Подруги завидовали её женскому счастью и не могли понять, как эта чета, уже перевалив за шестьдесят, сохраняет «свежесть чувств»; а она, не отличаясь скромностью, делилась с ними супружескими тайнами. Почти каждая встреча – битва за то, кто кого скорее принудит к сдаче, к «последнему содроганию», как это называл Пушкин. Как можно сильнее разжечь другого, при этом остужая себя. И такие битвы между ними продолжаются часами, поскольку никто не хочет сдаваться первым, напротив, старается переполнить чашу другого, излить её через край. Так эти две чаши кипят, пенятся почти до самого края, подогреваемые мудрой страстью, которая позволяет в предпоследний миг чуть снизить накал. То она его доводит почти до точки кипения, то он её. Игра с огнём, чтобы кипеть, не выкипая. Страсть толкает к обрыву, а мудрость удерживает на краю. Сочетание жёсткости, которая требует овладеть, покорить, довести до сдачи, – и нежности, которая выручает любимого и придаёт ему новых сил…

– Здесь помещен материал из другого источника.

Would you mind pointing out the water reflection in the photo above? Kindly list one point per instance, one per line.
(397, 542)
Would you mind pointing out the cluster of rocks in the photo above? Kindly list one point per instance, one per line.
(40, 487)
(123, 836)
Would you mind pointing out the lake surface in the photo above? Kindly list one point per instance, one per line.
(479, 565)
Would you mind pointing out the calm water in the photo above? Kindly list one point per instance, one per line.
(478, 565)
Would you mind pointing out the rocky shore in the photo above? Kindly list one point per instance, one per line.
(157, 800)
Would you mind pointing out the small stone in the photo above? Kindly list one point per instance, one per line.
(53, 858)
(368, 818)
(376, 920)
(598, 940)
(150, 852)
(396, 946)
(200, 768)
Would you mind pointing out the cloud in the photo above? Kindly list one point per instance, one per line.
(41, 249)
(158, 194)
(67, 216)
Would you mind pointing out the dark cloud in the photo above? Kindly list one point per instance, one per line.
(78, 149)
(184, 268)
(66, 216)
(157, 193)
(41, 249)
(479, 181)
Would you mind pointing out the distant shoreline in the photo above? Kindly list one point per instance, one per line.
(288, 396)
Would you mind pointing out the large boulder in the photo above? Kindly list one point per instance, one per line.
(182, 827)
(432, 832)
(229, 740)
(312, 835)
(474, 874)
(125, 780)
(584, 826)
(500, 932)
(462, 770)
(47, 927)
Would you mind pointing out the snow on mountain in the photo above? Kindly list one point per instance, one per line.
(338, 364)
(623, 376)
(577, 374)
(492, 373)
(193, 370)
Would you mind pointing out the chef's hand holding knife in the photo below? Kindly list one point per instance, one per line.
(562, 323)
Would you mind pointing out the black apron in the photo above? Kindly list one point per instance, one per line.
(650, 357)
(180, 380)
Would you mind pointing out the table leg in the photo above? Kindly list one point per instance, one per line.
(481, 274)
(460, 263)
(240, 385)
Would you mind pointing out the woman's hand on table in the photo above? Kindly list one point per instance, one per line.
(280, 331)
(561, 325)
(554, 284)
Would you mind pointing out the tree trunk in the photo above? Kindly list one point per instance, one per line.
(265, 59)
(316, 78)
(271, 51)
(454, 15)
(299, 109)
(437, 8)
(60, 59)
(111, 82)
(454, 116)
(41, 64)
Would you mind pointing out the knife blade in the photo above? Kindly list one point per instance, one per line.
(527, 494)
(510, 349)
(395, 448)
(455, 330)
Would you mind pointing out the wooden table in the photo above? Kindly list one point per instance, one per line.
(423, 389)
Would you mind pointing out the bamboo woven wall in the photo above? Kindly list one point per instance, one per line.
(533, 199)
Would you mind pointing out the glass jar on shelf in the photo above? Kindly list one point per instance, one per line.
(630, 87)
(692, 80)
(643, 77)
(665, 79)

Изредка она разряжалась приступом необъяснимого гнева. Накануне его юбилея, когда они уже готовились закатить пир на весь мир, она вдруг устроила скандал по поводу того, что среди стопки тарелок затесалось несколько недомытых – его провинность, неопрятность, недомыслие. Он знал: с ней, как с природой, нужно вытерпеть, переждать, пока не рассеется буря, таково свойство самой этой атмосферы. И продолжал неустанно работать над расширением своего сердца, в которое ему пришлось вобрать и многочисленных суетливых родственников, и двух собачек, которых она принесла ему в приданое. Одна, маленькая, с боевым нравом, всё время задирала большую, которая боязливо забивалась в угол или укладывалась у хозяйских ног, а на ночь приходила к ним в постель.
Однажды ему стало нехорошо. Боли в области сердца. Врачи поставили диагноз: кардиомегалия. Синдром увеличенного сердца. И предупредили: самое опасное – увеличение левого желудочка. Сердце распухало, разрасталось, вырывалось за свои пределы. И остановилось…
Разбирая после смерти его бумаги, она нашла старую школьную тетрадку, в которую он на протяжении десятилетий вписывал женские имена. Два списка: «донкихотский» и «донжуанский». Один длинный, на семь страниц. На первой странице, дважды подчёркнутое, стояло имя «Настя». Второй список короткий, всего на одну страницу. Последним там стояло «Анастасия». Обведено кружком. Всё-таки ему удалось хотя бы одно имя перенести из одного списка в другой.
В тетрадь был вложен листочек с выпиской:
«„Если князь Мышкин – это новое воплощение печального рыцаря Дон Кихота, то в Настасье Филипповне сочетаются двойные черты его возлюбленной, Дульсинеи и Альдонсы…“ Из статьи „Анастасия – это воскресение“».
Она вздохнула, вложила листочек в тетрадь и пошла кормить собак. Они уже бежали ей навстречу, дружно помахивая хвостами и беззлобно потявкивая друг на друга.